Twisted bilayer graphene, made of two sheets of graphene twisted to a specific "magic" angle, has been shown to have superconductivity, meaning that it can conduct electricity with very little resistance. But using this approach to make devices remains challenging because of the low yield of fabricating twisted bilayer graphene. Now, researchers at the University of Pennsylvania have shown how patterned, periodic deformations of a single layer of graphene transforms it into a material with electronic properties previously seen in twisted graphene bilayers. Through a better understanding of how unique properties occur when single sheets of graphene are subjected to periodic strain, this work could create quantum devices, such as orbital magnets and superconductors, in the future. 

(Funded in part by the U.S. Department of Defense and the National Science Foundation)
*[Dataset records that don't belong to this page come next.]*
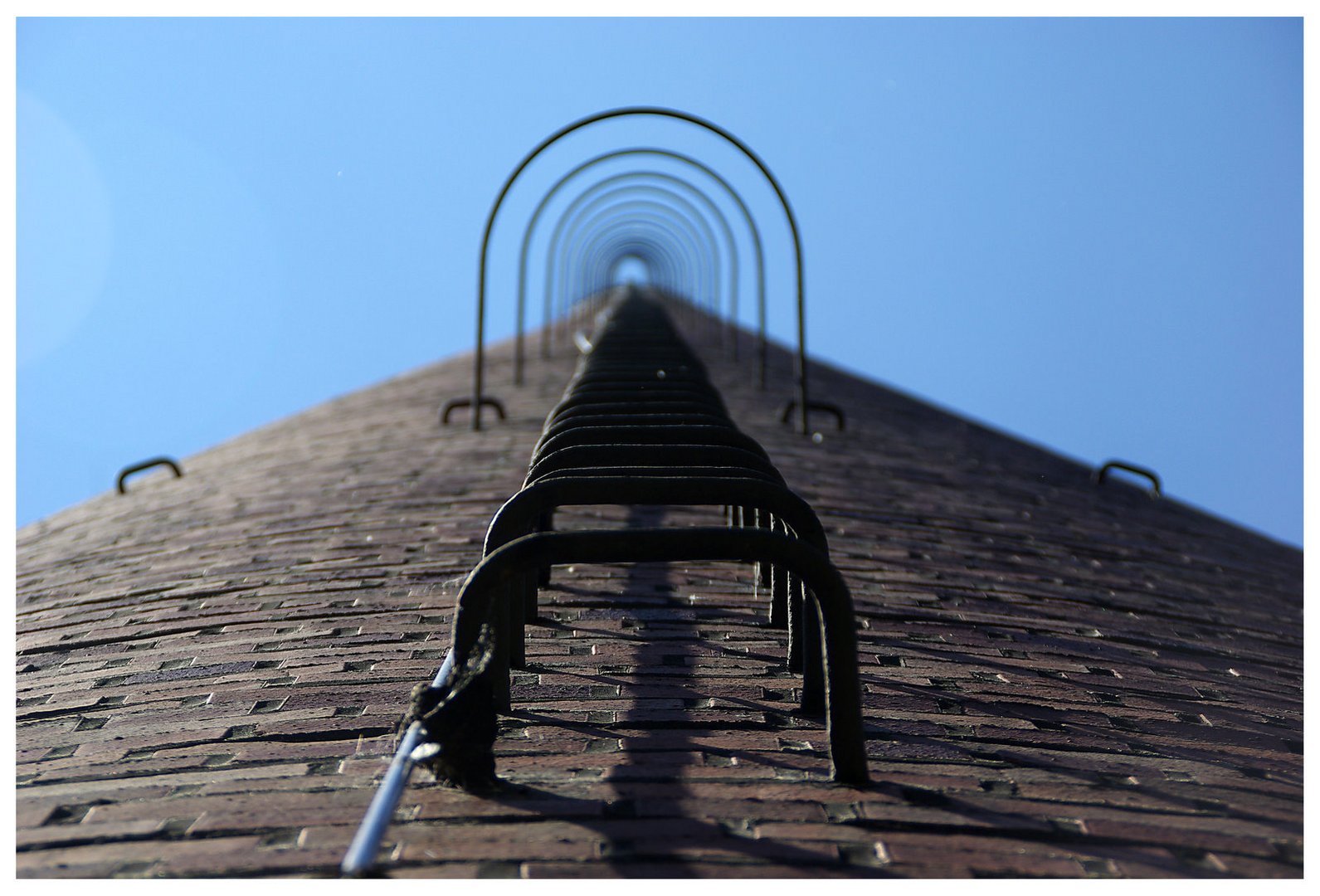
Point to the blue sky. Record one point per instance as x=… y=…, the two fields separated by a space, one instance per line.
x=1087 y=232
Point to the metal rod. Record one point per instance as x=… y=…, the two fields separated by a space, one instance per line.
x=362 y=851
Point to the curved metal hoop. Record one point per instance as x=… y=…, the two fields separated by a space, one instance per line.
x=626 y=178
x=145 y=465
x=677 y=231
x=685 y=212
x=636 y=227
x=1103 y=474
x=478 y=366
x=632 y=241
x=661 y=153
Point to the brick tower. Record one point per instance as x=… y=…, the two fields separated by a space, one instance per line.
x=1059 y=677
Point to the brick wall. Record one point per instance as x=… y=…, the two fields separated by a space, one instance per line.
x=1059 y=679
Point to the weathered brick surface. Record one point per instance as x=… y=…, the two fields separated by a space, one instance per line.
x=1059 y=679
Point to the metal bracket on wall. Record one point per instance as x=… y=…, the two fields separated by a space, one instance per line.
x=145 y=465
x=1103 y=474
x=468 y=402
x=813 y=406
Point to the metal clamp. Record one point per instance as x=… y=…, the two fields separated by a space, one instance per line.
x=1103 y=474
x=468 y=402
x=813 y=406
x=145 y=465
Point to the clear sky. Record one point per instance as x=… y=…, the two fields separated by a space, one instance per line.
x=1087 y=232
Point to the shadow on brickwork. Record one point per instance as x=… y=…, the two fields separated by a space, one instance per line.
x=636 y=838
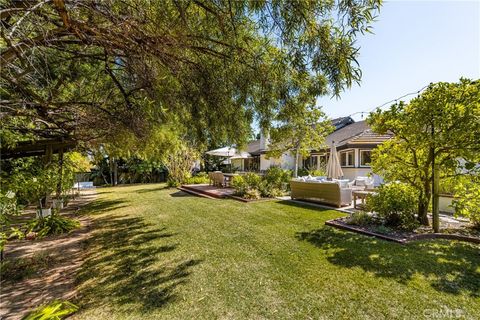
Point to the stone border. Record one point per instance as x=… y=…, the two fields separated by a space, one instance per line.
x=414 y=237
x=336 y=224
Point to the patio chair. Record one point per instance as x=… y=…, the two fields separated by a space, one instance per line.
x=361 y=183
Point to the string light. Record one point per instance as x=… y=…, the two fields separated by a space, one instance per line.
x=388 y=102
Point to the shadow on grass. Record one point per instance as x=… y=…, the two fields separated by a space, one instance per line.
x=147 y=190
x=449 y=266
x=181 y=194
x=100 y=206
x=126 y=265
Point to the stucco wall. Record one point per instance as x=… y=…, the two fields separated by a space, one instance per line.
x=444 y=204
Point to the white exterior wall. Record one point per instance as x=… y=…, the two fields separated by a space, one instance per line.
x=352 y=173
x=288 y=161
x=264 y=162
x=444 y=204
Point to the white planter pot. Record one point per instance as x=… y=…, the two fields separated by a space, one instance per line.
x=58 y=204
x=45 y=213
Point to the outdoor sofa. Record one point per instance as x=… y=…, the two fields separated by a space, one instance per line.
x=334 y=193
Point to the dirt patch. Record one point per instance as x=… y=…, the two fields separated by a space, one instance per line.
x=52 y=266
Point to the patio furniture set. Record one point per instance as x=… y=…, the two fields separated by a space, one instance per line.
x=220 y=179
x=334 y=192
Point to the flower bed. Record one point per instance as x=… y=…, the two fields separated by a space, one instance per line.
x=464 y=233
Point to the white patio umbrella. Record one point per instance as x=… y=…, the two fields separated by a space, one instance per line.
x=223 y=152
x=334 y=170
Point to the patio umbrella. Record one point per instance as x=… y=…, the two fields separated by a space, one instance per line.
x=334 y=170
x=223 y=152
x=241 y=155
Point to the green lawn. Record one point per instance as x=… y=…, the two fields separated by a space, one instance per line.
x=159 y=253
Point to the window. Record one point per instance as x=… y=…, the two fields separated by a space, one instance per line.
x=365 y=158
x=346 y=158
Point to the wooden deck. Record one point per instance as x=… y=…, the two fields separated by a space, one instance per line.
x=207 y=191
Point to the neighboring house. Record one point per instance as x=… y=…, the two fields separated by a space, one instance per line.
x=354 y=142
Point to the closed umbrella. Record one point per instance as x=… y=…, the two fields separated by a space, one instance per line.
x=334 y=170
x=222 y=152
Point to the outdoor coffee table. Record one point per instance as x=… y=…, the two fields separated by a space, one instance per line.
x=227 y=178
x=361 y=194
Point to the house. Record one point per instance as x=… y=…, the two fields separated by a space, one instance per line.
x=354 y=142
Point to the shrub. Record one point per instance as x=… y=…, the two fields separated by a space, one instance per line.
x=252 y=194
x=252 y=180
x=467 y=202
x=395 y=203
x=240 y=185
x=277 y=178
x=53 y=311
x=360 y=218
x=53 y=224
x=172 y=183
x=301 y=172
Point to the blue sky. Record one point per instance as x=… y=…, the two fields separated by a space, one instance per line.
x=415 y=43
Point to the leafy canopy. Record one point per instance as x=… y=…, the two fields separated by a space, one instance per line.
x=441 y=125
x=92 y=70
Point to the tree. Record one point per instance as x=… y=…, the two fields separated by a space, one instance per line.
x=300 y=130
x=91 y=70
x=436 y=132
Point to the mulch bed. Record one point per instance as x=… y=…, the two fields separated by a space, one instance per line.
x=51 y=264
x=402 y=237
x=250 y=200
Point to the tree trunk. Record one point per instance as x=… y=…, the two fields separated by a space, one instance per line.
x=424 y=201
x=115 y=172
x=436 y=199
x=110 y=164
x=60 y=173
x=295 y=171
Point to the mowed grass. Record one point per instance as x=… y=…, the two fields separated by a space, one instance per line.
x=159 y=253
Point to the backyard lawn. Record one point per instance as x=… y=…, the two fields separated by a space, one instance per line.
x=161 y=253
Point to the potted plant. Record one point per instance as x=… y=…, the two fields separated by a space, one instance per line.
x=39 y=188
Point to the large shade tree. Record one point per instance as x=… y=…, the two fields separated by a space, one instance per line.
x=90 y=70
x=438 y=131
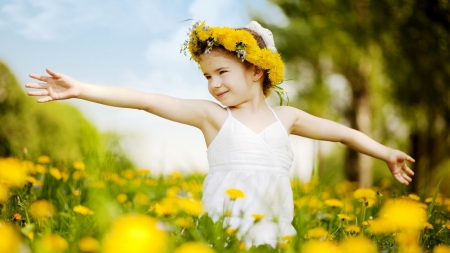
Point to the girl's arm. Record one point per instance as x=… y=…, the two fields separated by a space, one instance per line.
x=59 y=86
x=309 y=126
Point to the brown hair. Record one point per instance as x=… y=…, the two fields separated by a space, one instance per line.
x=202 y=46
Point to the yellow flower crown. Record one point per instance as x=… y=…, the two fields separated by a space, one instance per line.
x=239 y=41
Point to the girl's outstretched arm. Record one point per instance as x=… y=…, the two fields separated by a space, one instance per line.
x=309 y=126
x=58 y=86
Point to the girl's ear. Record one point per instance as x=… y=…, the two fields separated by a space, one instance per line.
x=258 y=73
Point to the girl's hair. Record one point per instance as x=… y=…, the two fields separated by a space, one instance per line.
x=203 y=45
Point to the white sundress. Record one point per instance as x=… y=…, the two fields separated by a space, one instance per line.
x=257 y=164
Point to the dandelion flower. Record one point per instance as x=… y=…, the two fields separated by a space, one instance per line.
x=234 y=193
x=135 y=233
x=196 y=247
x=42 y=209
x=83 y=210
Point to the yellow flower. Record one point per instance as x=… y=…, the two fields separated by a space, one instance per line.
x=334 y=203
x=317 y=232
x=4 y=193
x=53 y=243
x=135 y=233
x=44 y=159
x=365 y=194
x=257 y=217
x=10 y=239
x=352 y=229
x=12 y=172
x=141 y=199
x=315 y=246
x=234 y=193
x=442 y=248
x=184 y=222
x=121 y=198
x=345 y=217
x=79 y=165
x=358 y=244
x=55 y=173
x=88 y=244
x=191 y=206
x=196 y=247
x=42 y=209
x=83 y=210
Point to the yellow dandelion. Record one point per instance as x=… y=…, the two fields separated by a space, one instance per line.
x=358 y=244
x=317 y=233
x=319 y=246
x=42 y=209
x=88 y=244
x=12 y=172
x=79 y=165
x=10 y=239
x=55 y=173
x=83 y=210
x=121 y=198
x=135 y=233
x=196 y=247
x=44 y=159
x=53 y=243
x=365 y=194
x=191 y=206
x=234 y=193
x=334 y=203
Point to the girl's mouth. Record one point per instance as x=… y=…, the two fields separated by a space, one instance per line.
x=221 y=94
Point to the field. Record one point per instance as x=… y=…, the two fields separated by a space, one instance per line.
x=47 y=207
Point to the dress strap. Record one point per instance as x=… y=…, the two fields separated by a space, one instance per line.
x=274 y=114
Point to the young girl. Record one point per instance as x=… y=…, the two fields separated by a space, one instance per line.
x=248 y=144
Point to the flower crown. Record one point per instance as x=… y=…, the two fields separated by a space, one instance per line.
x=239 y=41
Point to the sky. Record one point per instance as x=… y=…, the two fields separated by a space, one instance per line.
x=134 y=44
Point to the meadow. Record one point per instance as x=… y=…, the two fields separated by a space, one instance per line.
x=48 y=207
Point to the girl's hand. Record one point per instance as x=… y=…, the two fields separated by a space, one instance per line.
x=398 y=167
x=55 y=87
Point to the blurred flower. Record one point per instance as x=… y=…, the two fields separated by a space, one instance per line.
x=191 y=206
x=334 y=203
x=10 y=239
x=44 y=159
x=55 y=173
x=4 y=193
x=53 y=243
x=88 y=244
x=83 y=210
x=234 y=193
x=315 y=246
x=79 y=165
x=135 y=233
x=352 y=229
x=358 y=244
x=121 y=198
x=42 y=209
x=141 y=199
x=257 y=217
x=196 y=247
x=345 y=217
x=317 y=233
x=184 y=222
x=442 y=248
x=12 y=172
x=365 y=194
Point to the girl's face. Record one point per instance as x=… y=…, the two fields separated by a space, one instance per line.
x=230 y=81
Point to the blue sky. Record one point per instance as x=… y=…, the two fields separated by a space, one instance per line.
x=131 y=44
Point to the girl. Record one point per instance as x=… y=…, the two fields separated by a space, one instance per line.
x=248 y=151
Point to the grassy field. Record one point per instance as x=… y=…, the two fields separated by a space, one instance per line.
x=47 y=207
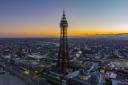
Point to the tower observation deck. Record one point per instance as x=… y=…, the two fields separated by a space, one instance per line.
x=63 y=56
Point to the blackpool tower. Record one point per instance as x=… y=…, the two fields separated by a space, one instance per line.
x=63 y=56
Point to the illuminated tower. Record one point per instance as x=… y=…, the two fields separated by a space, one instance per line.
x=63 y=57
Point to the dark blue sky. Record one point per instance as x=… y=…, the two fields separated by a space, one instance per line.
x=39 y=17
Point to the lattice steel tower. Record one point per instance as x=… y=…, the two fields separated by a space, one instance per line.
x=63 y=57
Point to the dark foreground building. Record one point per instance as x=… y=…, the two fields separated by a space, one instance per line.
x=60 y=75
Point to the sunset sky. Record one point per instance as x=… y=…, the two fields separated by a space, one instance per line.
x=40 y=18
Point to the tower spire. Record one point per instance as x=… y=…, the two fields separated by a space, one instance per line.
x=63 y=57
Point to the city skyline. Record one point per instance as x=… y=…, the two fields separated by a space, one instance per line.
x=38 y=18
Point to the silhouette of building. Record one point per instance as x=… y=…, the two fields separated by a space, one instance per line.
x=63 y=56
Researchers at Rice University have created a potentially disruptive technology for the ultraviolet optics market. By precisely etching hundreds of tiny nanotriangles on the surface of a microscopic film of zinc oxide, nanophotonics pioneer Naomi Halas and colleagues have created a "metalens" that transforms incoming long-wave ultraviolet A radiation into a focused output of vacuum ultraviolet radiation. This type of radiation is used in semiconductor manufacturing, photochemistry, and materials science and has historically been costly to work with, in part because it is absorbed by almost all types of glass used to make conventional lenses.